The firm drove China’s second largest take-private and made its biggest deal ever in India.

Slowing growth, lack of liquidity and recently disappointing returns have cooled investor sentiment toward China and India. But Baring Private Equity Asia sees opportunity.

“Everyone loved China when the markets were at 50x earnings a few years ago. But now that the stock market is at 8x earnings, no one likes China,” says Jean-Eric Salata, CEO and founding partner. 

“It’s the old greed and fear cycle playing out. We’re in the midst of that cycle now, and it will continue for some time because of macro and political issues in some countries in the region. But valuations are attractive. For investments made today, returns should be very good.”

Salata likes opportunities in China’s “new economy” characterised by small, nimble entrepreneurial businesses such as online game developer Giant Interactive, which it privatised from the NYSE, together with Hony Capital, in a $3 billion deal this year.

“[Giant] is noncyclical, has no capex and has great margins,” Salata says. “It’s a service business targeting middle class entertainment dollars, and is also expanding to third and fourth tier cities through the internet.”

The firm also likes China’s food and food safety-related companies, retail-oriented businesses and healthcare. 

On India, Salata is similarly upbeat – although he acknowledges that the rupee’s plunge against the US dollar has had a big impact on returns for private equity investors in the country. 

“The importance of currency hedging really moved up in the minds of investors. From our standpoint, we do a lot more hedging than in the past. There are costs associated with that, but it removes an additional level of volatility from the portfolio.”

In particular, his team hunts for naturally-hedged investments. For example, Baring’s $465 million buyout last year of India-based IT services company Hexaware (the firm’s largest ever India deal), is essentially a US dollar business operating in relatively low-cost India and is therefore a natural hedge against rupee volatility.

In addition, valuations are attractive in India, he says: Hexaware had 29 percent year-on-year EBITDA growth in 2013, and Baring bought it for 6.9x EBITDA.

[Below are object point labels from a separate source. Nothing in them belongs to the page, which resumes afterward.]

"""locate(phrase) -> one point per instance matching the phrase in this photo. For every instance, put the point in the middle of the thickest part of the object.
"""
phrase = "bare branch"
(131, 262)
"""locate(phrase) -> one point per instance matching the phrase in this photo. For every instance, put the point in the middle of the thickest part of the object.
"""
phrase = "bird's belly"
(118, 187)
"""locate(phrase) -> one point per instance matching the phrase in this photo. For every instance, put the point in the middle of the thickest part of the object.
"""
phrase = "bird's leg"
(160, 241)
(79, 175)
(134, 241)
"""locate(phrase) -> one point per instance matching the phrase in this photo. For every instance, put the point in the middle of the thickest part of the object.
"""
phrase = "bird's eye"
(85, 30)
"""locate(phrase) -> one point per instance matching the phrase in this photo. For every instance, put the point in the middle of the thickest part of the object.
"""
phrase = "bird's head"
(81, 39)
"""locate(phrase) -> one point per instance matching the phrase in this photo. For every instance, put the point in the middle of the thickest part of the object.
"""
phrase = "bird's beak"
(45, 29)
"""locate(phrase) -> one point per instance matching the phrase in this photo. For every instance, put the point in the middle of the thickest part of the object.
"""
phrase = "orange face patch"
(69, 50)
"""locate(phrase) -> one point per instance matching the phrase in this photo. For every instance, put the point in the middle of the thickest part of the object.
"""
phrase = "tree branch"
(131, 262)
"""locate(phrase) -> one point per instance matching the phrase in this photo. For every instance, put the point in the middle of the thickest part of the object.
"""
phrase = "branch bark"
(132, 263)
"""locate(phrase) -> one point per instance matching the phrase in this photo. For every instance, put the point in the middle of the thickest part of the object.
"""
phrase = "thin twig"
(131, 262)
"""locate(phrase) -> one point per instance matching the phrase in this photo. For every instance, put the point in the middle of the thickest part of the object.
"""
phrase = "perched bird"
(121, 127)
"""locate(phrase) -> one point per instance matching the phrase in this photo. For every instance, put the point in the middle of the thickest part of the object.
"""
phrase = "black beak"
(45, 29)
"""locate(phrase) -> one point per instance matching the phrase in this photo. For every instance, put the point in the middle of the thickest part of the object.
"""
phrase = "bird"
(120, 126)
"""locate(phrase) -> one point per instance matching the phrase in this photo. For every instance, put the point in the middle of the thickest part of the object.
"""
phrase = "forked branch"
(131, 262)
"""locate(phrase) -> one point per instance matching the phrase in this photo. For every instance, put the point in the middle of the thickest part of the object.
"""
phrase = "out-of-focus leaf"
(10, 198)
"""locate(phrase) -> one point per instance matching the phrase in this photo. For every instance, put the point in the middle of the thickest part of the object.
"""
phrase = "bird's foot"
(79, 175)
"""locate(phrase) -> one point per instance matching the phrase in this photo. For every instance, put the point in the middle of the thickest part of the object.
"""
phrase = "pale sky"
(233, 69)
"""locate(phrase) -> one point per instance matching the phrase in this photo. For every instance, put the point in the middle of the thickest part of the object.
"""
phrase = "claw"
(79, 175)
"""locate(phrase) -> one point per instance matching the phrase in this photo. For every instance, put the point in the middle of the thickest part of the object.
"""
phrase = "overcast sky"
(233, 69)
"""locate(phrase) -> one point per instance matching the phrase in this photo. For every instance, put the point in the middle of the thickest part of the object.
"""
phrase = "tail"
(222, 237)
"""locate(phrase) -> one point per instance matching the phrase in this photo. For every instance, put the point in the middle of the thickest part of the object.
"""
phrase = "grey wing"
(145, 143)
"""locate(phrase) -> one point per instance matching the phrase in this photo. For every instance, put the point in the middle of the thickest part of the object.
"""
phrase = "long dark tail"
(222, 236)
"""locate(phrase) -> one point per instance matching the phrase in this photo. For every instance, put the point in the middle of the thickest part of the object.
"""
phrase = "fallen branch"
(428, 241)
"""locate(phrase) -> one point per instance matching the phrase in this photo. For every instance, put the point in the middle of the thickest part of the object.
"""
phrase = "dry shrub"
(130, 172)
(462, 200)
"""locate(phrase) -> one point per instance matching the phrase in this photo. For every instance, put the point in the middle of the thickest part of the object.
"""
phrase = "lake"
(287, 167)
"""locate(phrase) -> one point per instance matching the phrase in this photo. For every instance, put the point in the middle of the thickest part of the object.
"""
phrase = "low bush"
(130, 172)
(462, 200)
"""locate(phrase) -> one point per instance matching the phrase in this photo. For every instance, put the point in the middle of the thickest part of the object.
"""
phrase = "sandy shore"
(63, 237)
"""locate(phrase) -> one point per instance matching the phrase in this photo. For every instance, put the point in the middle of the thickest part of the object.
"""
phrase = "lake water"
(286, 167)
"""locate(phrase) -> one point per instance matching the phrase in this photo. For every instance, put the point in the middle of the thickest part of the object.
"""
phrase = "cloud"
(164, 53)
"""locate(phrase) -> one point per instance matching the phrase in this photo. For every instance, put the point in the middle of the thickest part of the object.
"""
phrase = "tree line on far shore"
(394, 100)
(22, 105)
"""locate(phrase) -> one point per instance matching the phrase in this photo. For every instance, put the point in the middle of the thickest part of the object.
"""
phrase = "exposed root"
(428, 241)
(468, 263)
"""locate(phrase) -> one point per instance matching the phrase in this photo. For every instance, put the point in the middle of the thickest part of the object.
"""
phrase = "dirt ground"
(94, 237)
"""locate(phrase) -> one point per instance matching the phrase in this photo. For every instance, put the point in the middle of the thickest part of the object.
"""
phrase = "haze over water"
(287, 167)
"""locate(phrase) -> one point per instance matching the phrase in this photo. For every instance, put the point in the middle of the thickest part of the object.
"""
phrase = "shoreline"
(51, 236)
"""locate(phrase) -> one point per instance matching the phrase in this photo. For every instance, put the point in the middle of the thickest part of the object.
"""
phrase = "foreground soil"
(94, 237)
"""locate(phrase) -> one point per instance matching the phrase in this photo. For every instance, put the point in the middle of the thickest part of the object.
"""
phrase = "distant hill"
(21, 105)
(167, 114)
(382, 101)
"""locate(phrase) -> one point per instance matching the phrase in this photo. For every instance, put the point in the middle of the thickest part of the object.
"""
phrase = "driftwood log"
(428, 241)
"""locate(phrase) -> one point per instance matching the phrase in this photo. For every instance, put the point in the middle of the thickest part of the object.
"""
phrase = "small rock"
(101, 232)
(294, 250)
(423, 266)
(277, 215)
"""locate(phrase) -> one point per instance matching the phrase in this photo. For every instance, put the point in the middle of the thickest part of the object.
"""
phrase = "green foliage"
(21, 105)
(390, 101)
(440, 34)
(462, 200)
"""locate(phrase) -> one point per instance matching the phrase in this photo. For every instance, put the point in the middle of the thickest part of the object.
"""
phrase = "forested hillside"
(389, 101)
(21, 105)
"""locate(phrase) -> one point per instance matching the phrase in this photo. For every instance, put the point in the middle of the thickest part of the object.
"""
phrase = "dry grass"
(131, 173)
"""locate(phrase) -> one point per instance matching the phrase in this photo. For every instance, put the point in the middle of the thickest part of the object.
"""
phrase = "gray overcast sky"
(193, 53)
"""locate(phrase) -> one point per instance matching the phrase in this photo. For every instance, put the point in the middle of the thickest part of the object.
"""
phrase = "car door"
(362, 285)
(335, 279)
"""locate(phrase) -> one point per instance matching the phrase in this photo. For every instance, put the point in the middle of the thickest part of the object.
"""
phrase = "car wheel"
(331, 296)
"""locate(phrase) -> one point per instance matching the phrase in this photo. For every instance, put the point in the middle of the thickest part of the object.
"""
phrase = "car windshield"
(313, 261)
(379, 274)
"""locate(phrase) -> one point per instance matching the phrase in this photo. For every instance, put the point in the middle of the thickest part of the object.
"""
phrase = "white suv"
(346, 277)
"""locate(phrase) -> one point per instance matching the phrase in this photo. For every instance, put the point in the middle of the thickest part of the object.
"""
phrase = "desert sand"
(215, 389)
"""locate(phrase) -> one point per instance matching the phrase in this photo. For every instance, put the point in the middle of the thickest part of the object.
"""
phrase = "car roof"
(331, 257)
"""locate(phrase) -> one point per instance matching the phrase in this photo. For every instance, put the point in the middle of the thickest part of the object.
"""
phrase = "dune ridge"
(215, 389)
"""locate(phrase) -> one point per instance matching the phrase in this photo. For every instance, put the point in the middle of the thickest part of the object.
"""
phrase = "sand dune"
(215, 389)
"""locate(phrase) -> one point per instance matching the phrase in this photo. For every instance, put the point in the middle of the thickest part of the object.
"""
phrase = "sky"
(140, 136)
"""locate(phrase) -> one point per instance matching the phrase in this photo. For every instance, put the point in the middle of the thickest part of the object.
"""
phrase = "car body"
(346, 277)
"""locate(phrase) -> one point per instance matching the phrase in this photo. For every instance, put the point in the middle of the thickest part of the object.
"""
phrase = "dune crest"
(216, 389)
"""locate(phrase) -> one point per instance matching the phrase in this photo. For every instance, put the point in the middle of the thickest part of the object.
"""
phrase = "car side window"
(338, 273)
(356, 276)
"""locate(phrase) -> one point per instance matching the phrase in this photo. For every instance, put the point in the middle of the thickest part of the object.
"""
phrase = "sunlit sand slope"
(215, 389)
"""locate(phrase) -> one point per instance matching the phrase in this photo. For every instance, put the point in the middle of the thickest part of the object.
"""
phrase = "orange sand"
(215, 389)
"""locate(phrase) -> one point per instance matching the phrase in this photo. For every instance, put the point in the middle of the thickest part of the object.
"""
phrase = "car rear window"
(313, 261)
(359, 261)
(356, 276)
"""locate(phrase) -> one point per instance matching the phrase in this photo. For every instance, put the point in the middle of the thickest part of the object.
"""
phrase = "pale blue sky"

“We haven’t seen that level of value versus growth in a long time in India. It’s driven by the negative sentiment toward India’s macroeconomic picture. Historically the country has been very expensive.” 

He believes India still offers opportunity in the “old” economy. Last year the firm invested $236 million in ready-mix concrete business LaFarge Cement India, an affiliate of the Paris-based parent group. 

“Infrastructure building ground to a halt due to politics. We believe this will turn around, construction will come back and cement companies will benefit.”